Chevreul's salt is a representative member of an isomorphic series of double salts with formulae Cu2SO3*FeSO3*2H2O, Cu2SO3*MnSO3*2H2O, and Cu2SO3*CdSO3*2H2O. The properties of these salts show the effect of ionic radius and ion hardness. Another analogue, Cu2SO3*NiSO3*2H2O, is brick-red in colour. It is made by bubbling sulfur dioxide through a nickel sulfate, copper sulfate mixed solution, heating to 80 C and changing pH to 3.5 to precipitate the salt.

In Chevreul's salt crystals there are two environments for copper. The +1 oxidation state copper is in a distorted tetrahedral space surrounded by three oxygens and a sulfur atom. The +2 oxidation state copper (or other metal in the isomorphic series) is in a distorted octahedral coordination surrounded by four oxygen atoms and two water molecules.

The X-ray photoelectron spectrum of Chevreul's salt shows peaks at 955.6, 935.8, 953.3 and 943.9 eV that correspond to Cu(II) 2p_{1/2}, 2p_{3/2}, Cu(I) 2p_{1/2}, 2p_{3/2}. There are also secondary peaks for copper at 963.7, and 943.9 eV. Sulfur 2p causes a peak at 166.7 eV and oxygen 1s causes a spike at 531.8 eV.

==Preparation==
Chevreul's salt is prepared by treating aqueous copper(II) sulfate (CuSO4) with a solution of potassium metabisulfite (K2S2O5). The solution changes colour from blue to green immediately. The identity of the green species is unknown. Heating this solution produces a reddish solid precipitate:

3 CuSO4 + 4 K2S2O5 + 3 H2O -> Cu3(SO3)2*2H2O + 4 K2SO4 + 4 SO2 + H2SO4

It has also been prepared by heating a solution of CuSO4 with sodium hydrogen sulfite (NaHSO3) at 60-70 C for 3 hours, and by saturating a solution of CuSO4 with sulfur dioxide (SO2) at ambient temperature.

When sodium ions are present in the solutions that form the salt, sodium can substitute for some of the copper(I), as the ions have the same charge and similar sizes.

==Reactions==

Chevreul's salt exhibits properties of both copper(I) and copper(II).
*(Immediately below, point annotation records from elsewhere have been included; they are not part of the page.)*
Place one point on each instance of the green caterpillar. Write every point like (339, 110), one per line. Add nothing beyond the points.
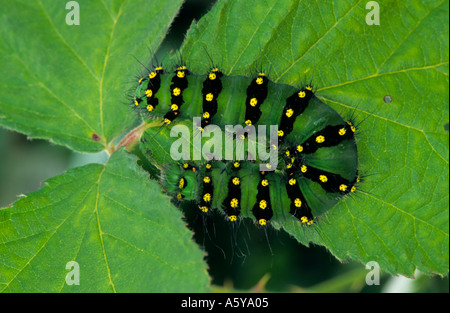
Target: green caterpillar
(317, 159)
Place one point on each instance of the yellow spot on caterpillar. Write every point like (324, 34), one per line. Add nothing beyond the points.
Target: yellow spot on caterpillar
(289, 112)
(320, 139)
(353, 128)
(263, 204)
(207, 197)
(176, 91)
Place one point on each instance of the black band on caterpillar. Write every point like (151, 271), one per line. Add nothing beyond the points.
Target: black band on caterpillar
(295, 105)
(256, 94)
(179, 83)
(232, 203)
(262, 210)
(328, 137)
(212, 86)
(225, 188)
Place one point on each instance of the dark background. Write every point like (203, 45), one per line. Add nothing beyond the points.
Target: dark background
(258, 261)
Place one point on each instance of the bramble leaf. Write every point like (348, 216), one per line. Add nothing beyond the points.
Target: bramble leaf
(113, 221)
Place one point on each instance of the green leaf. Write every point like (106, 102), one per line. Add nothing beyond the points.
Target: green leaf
(112, 220)
(400, 219)
(68, 83)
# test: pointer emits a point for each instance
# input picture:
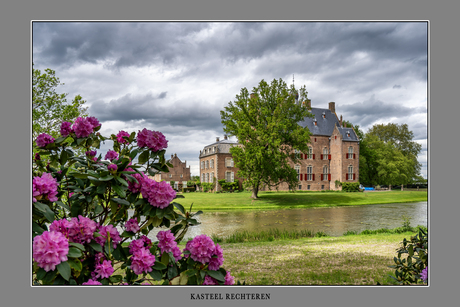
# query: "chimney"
(332, 106)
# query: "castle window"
(229, 176)
(325, 175)
(228, 162)
(324, 155)
(297, 169)
(310, 173)
(350, 175)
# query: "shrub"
(409, 269)
(80, 214)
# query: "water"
(334, 221)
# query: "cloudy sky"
(175, 77)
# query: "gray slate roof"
(222, 147)
(325, 126)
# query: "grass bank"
(345, 260)
(284, 200)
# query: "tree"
(400, 137)
(266, 123)
(49, 108)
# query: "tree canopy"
(266, 123)
(49, 108)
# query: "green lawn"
(346, 260)
(285, 200)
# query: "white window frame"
(297, 169)
(350, 172)
(325, 153)
(310, 174)
(310, 153)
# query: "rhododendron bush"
(91, 217)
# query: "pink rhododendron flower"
(132, 225)
(91, 283)
(104, 270)
(167, 244)
(209, 281)
(111, 155)
(229, 279)
(120, 136)
(45, 187)
(93, 121)
(201, 248)
(142, 261)
(79, 230)
(82, 127)
(114, 235)
(90, 153)
(133, 186)
(44, 139)
(66, 128)
(158, 194)
(112, 167)
(424, 274)
(50, 249)
(154, 140)
(215, 263)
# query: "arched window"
(350, 152)
(310, 173)
(350, 172)
(297, 169)
(325, 155)
(310, 152)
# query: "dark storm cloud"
(155, 109)
(369, 111)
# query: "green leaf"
(64, 270)
(96, 246)
(77, 245)
(143, 157)
(74, 252)
(101, 188)
(121, 181)
(121, 201)
(119, 190)
(62, 205)
(156, 275)
(133, 153)
(115, 278)
(179, 207)
(75, 264)
(159, 266)
(216, 274)
(106, 178)
(40, 206)
(37, 228)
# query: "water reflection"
(334, 221)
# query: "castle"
(333, 155)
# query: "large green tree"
(49, 108)
(401, 138)
(266, 123)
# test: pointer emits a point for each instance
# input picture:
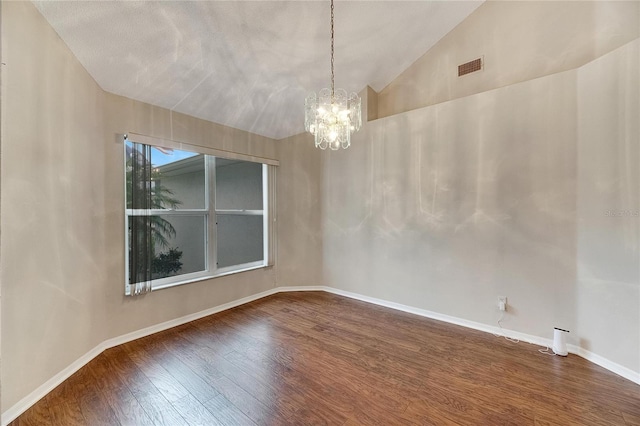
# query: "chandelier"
(332, 116)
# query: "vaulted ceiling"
(247, 64)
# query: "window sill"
(206, 277)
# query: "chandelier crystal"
(332, 116)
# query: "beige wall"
(299, 203)
(520, 41)
(608, 250)
(62, 266)
(447, 207)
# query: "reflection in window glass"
(240, 239)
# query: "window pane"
(179, 245)
(240, 239)
(238, 185)
(178, 179)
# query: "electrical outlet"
(502, 303)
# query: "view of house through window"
(191, 215)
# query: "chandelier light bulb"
(332, 116)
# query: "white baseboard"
(26, 402)
(618, 369)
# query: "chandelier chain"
(332, 71)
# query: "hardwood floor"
(316, 358)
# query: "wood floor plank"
(313, 358)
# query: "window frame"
(209, 212)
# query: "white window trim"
(268, 212)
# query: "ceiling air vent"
(469, 67)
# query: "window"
(191, 215)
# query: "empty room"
(324, 212)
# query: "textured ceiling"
(247, 64)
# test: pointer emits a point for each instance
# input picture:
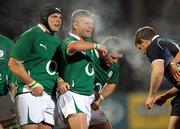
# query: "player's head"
(143, 38)
(82, 23)
(51, 18)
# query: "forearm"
(19, 71)
(108, 90)
(156, 80)
(80, 46)
(170, 93)
(177, 58)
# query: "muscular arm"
(157, 75)
(177, 58)
(170, 93)
(19, 71)
(108, 90)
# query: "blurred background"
(121, 18)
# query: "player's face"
(84, 27)
(54, 21)
(143, 46)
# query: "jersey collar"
(75, 36)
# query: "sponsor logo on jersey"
(110, 74)
(43, 46)
(1, 53)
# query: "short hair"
(145, 32)
(80, 13)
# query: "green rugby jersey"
(35, 48)
(79, 68)
(104, 74)
(5, 74)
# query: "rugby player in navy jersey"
(164, 56)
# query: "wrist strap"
(101, 97)
(96, 46)
(32, 84)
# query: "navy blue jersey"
(163, 49)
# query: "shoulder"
(6, 41)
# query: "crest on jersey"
(110, 74)
(1, 53)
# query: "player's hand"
(149, 103)
(37, 89)
(160, 100)
(102, 50)
(95, 105)
(62, 87)
(174, 71)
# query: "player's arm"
(162, 98)
(19, 71)
(20, 53)
(157, 74)
(81, 45)
(174, 67)
(62, 86)
(108, 90)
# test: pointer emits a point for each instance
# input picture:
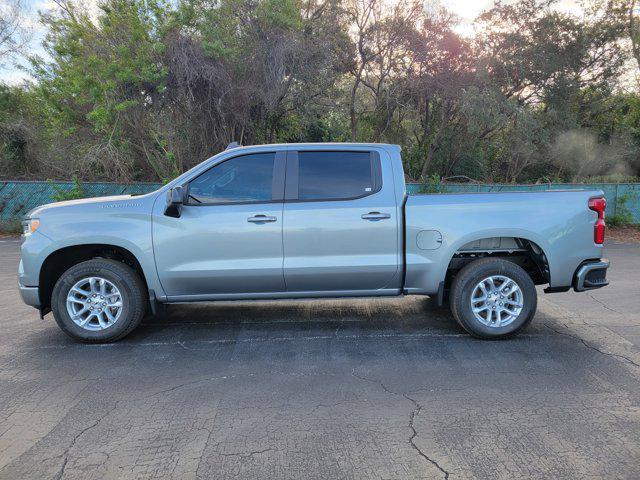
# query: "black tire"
(470, 276)
(133, 294)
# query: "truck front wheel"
(98, 301)
(493, 298)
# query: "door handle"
(261, 219)
(375, 216)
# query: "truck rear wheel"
(493, 298)
(98, 301)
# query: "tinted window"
(334, 175)
(241, 179)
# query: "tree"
(14, 34)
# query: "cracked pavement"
(385, 388)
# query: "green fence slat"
(17, 198)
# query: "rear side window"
(335, 175)
(248, 178)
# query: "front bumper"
(30, 295)
(591, 275)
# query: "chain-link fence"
(17, 198)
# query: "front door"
(340, 223)
(228, 238)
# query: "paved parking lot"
(326, 389)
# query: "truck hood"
(103, 202)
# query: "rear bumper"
(591, 275)
(30, 295)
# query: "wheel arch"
(521, 250)
(60, 260)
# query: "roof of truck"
(317, 144)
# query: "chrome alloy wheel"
(496, 301)
(94, 303)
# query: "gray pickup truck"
(307, 221)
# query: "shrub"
(623, 215)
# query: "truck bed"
(559, 222)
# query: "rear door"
(340, 230)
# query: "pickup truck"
(307, 221)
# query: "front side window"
(334, 175)
(248, 178)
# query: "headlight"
(29, 226)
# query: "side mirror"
(175, 200)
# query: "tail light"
(598, 205)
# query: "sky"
(466, 10)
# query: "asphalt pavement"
(354, 389)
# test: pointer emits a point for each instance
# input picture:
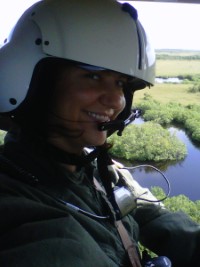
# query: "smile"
(98, 117)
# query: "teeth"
(98, 117)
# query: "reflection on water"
(184, 176)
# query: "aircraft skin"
(170, 1)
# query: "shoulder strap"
(128, 244)
(126, 240)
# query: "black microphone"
(117, 124)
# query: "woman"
(68, 74)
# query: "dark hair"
(32, 113)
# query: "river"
(184, 176)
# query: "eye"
(121, 83)
(93, 76)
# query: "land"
(175, 63)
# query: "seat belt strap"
(125, 238)
(128, 244)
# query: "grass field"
(172, 68)
(165, 93)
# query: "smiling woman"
(67, 68)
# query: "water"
(184, 176)
(168, 80)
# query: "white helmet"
(102, 33)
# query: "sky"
(169, 25)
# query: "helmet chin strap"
(117, 125)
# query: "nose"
(113, 96)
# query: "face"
(81, 101)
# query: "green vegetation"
(147, 142)
(173, 113)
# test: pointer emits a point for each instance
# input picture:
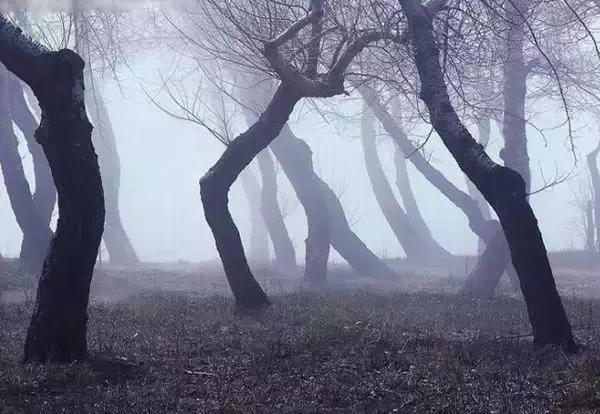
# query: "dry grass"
(344, 351)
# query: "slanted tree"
(502, 187)
(57, 331)
(44, 196)
(36, 232)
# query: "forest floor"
(165, 339)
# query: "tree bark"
(416, 245)
(57, 331)
(118, 244)
(259, 238)
(502, 187)
(214, 189)
(514, 154)
(592, 161)
(295, 158)
(36, 232)
(44, 196)
(285, 256)
(484, 129)
(343, 239)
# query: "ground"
(167, 340)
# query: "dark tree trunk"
(295, 158)
(118, 245)
(502, 187)
(36, 232)
(285, 256)
(57, 331)
(44, 196)
(259, 238)
(343, 239)
(214, 189)
(484, 129)
(415, 245)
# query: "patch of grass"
(347, 351)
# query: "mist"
(299, 205)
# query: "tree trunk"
(259, 238)
(592, 158)
(417, 247)
(477, 222)
(118, 245)
(57, 331)
(502, 187)
(36, 231)
(295, 158)
(484, 129)
(285, 256)
(343, 239)
(514, 153)
(44, 197)
(214, 189)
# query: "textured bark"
(36, 231)
(118, 244)
(259, 238)
(514, 154)
(44, 196)
(502, 187)
(416, 245)
(295, 158)
(285, 256)
(58, 326)
(214, 189)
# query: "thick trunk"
(514, 153)
(58, 326)
(35, 231)
(481, 226)
(285, 256)
(118, 245)
(259, 238)
(44, 196)
(295, 158)
(214, 189)
(415, 245)
(502, 187)
(343, 239)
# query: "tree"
(58, 326)
(503, 188)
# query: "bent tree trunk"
(484, 130)
(35, 231)
(415, 246)
(295, 158)
(58, 325)
(502, 187)
(214, 189)
(285, 256)
(343, 239)
(44, 196)
(118, 245)
(259, 239)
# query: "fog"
(162, 160)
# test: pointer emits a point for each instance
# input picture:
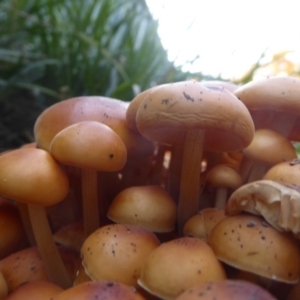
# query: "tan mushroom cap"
(109, 111)
(177, 265)
(35, 290)
(100, 290)
(150, 207)
(273, 102)
(270, 147)
(201, 224)
(226, 290)
(247, 242)
(117, 252)
(277, 203)
(181, 106)
(27, 174)
(89, 144)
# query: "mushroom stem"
(51, 258)
(190, 176)
(258, 171)
(90, 204)
(221, 198)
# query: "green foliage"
(66, 48)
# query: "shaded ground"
(17, 118)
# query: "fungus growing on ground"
(177, 265)
(32, 176)
(92, 147)
(192, 118)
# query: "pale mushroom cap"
(109, 111)
(247, 242)
(177, 265)
(226, 290)
(270, 147)
(275, 93)
(201, 224)
(35, 290)
(177, 107)
(277, 203)
(89, 144)
(122, 247)
(100, 290)
(32, 175)
(150, 207)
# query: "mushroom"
(193, 118)
(100, 290)
(201, 224)
(267, 149)
(150, 207)
(226, 290)
(247, 242)
(117, 252)
(223, 179)
(32, 176)
(177, 265)
(35, 290)
(273, 102)
(279, 204)
(93, 147)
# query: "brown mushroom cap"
(27, 174)
(35, 290)
(273, 102)
(150, 207)
(182, 106)
(247, 242)
(270, 147)
(226, 290)
(177, 265)
(89, 144)
(120, 250)
(100, 290)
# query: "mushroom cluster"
(191, 190)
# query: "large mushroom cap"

Hydrochloric acid produces a white solid of copper(I) chloride. If too much acid is added, the precipitate dissolves. If an ammonia solution is added to the product, it is dissolved and a deep blue color appears - the presence of [Cu(NH3)4](2+) complex.

On heating in an inert atmosphere it is stable to 200 C. It gives off water and sulfur dioxide to give CuSO4*Cu2O and CuSO4*2CuO. At 850 C cupric oxide (CuO) is formed and from 900 to 1100 C cuprous oxide (Cu2O) appears. Heating in air or oxygen yields cupric sulfate (CuSO4), cupric sulfite (CuSO3), and ultimately CuO

==Application==
Chevreul's salt is used in a hydrometallurgical process to extract copper from ore. Firstly the ore is oxidised, then extracted with an ammonium sulfate-ammonia solution. This is then injected with sulfur dioxide resulting in the precipitation of Chevreul's salt. pH must be between 2 and 4.5 for the precipitation to take place.

Chevreul's salt is formed as a corrosion product on copper metal in the presence of humid air contaminated with sulfur dioxide. When first formed the salt has an unstable orthorhombic form with a = 5.591 Å, b = 7.781 Å and c = 8.356 Å, which changes to the normal monoclinic form over a month, or faster when heated.